Starting his career in audit provided Kelvin Chu, CA, CFA, FPAC with first-hand insights into how different finance disciplines would collaborate and drive financial values.
He then moved onto corporate leadership roles in financial accounting and recently into financial controller position where Kelvin owns the treasury, transaction services and compliance functions of the largest seafood company in the country. And, by taking advantage of the wide range of opportunities available to him, this indirect route led Kelvin to FP&A. “I was involved in M&A activities, budgeting, forecasting, investment projects, regulatory projects, and the likes, all of which involved forward-looking and predictive work of some form. Being an advocate for modern accounting, extending beyond compliance and being multifaceted, I found FP&A to be my calling.”
Owning the different aspects of finance
As the group financial controller of Sanford Limited, New Zealand, Kelvin takes on three major responsibilities: treasury, transaction services and compliance. Within the treasury function, he is involved in the traditional treasury scope.

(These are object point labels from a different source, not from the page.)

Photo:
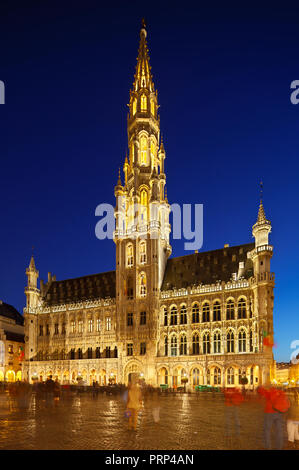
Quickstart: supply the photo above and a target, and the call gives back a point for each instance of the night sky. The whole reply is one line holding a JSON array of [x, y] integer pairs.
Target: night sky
[[223, 74]]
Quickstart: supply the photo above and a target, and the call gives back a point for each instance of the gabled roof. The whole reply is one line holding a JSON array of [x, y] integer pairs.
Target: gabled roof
[[17, 337], [207, 267], [95, 286], [8, 311]]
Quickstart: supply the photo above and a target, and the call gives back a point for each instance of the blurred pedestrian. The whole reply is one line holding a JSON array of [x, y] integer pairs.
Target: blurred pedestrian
[[293, 420], [57, 391], [276, 405], [134, 403], [156, 406], [50, 386], [233, 399]]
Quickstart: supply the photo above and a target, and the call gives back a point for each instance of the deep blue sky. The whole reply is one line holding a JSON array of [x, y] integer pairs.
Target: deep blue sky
[[223, 75]]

Kelvin ensures that the company’s treasury policy is adhered to, monitoring and executing funding positions in accordance with the company’s borrowing needs and maintaining financial systems and policies that control the company’s treasury activities. He leads the back-office activities, ensuring that all treasury transactions are settled, accounted for, and reported in an accurate and timely manner. “FP&A capabilities are natural complements of treasury attributes – both are forward-looking skills,” said Kelvin.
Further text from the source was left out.